弁護士松山健(嘱託)(2015年2月センターニュース323号情報センター日誌より)

施行に係る検討会

  平成27年1月14日、「医療事故調査制度の施行に係る検討会」の第4回の会合が開かれました。検討会は、今後、2月5日の第5回、2月25日の第6回の計6回で終了する見込みです。
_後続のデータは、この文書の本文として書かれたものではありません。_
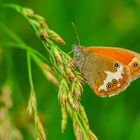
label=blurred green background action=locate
[0,0,140,140]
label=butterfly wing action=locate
[85,46,140,79]
[80,50,130,96]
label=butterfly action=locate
[73,45,140,97]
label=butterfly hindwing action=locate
[80,51,130,96]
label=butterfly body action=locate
[74,46,140,96]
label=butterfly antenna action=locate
[71,22,80,45]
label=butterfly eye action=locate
[132,62,139,68]
[112,79,118,85]
[107,83,112,89]
[114,63,120,68]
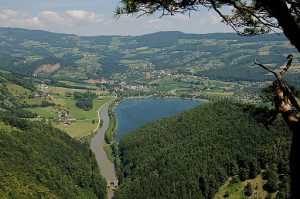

 厚労省のHPでは、各回の議事録と資料が公表されています。資料の中には、厚労省医療安全推進室による論点整理も公開され、論点ごとに、法律、省令(イメージ)、通知(イメージ)が示されていますので、ご覧いただければと思います。

調査委員会の設置に関する議論が不可欠

医療現場からの事故情報の適正な抽出がなされなければ、そもそも調査の俎上に乗ってこない以上、医療事故の定義や医療事故発生時の報告という間口の問題が極めて重要なのは言うまでもありませんが、こと調査の中身の段階について、厚労省の論点整理に論点としてあげられていない重要項目が数多く認められます。紙面の関係上、院内調査の主体に関して、事故調査委員会について取り上げたいと思います。まず医療法の法文を引用します。

法 文

「1 病院等の管理者は、医療事故が発生した場合には、厚生労働省令で定めるところにより、速やか

   にその原因を明らかにするために必要な調査(略)を行わなければならない。

 2 病院等の管理者は、医学医術に関する学術団体その他の厚生労働大臣が定める団体(略)に対

   し、医療事故調査を行うために必要な支援を求めるものとする。

 3 医療事故調査等支援団体は、前項の規定により支援を求められたときは、医療事故調査に必要

   な支援を行うものとする。」(医療法第6条の11)

院内調査の主体

 このように、法文上は、管理者が単独で調査することも支援団体に丸投げすることも可能な体裁となっています。

 しかし、厚労省の論点整理では、事故調査委員会の設置や委員の構成が論点としてあげられていません。

 従来から、院内調査の主体として事故調査委員会が想定され、その上で、公正な調査のために、その組織の中立性・公平性・透明性を確保するためにはどのような委員構成であるべきか(外部委員の比率や外部委員が議長となるべき等)ということが議論されてきたところです。

 それは、公正な調査の実現のためであることはもちろんのこと、消費者事故等他分野の事故では到底国民のコンセンサスが得られないはずの事故の一方当事者が主体となって自らの事故を調査するという方式を原則形態として採用する上で、被害者(及び被害者となり得る国民)の側から見て信頼される制度となる上で、第三者機関が調査主体となる場合に劣らない公正らしさの確保が不可欠という点に異論がなかったはずだからです。

 事故調査委員会の設置と中立公平性の担保される委員構成に関するガイドラインが定まることにより、事故の起こった医療機関や支援を求められた支援団体毎でのバラつきのない信頼できる調査主体の基準化がなされることが望まれます。

まとめ

 さて、国民的議論の活発化のないままに検討会は大詰めを迎えそうです。

 検討項目は多数に上りますが、今後、パブリックコメントの実施、省令の公布、省令・告示・通知事項についての指針の策定公表、第三者機関の申請受付開始・第三者機関の大臣指定と急ピッチで施行に向けて進んでいく中で、厳しく監視していくことが必要です。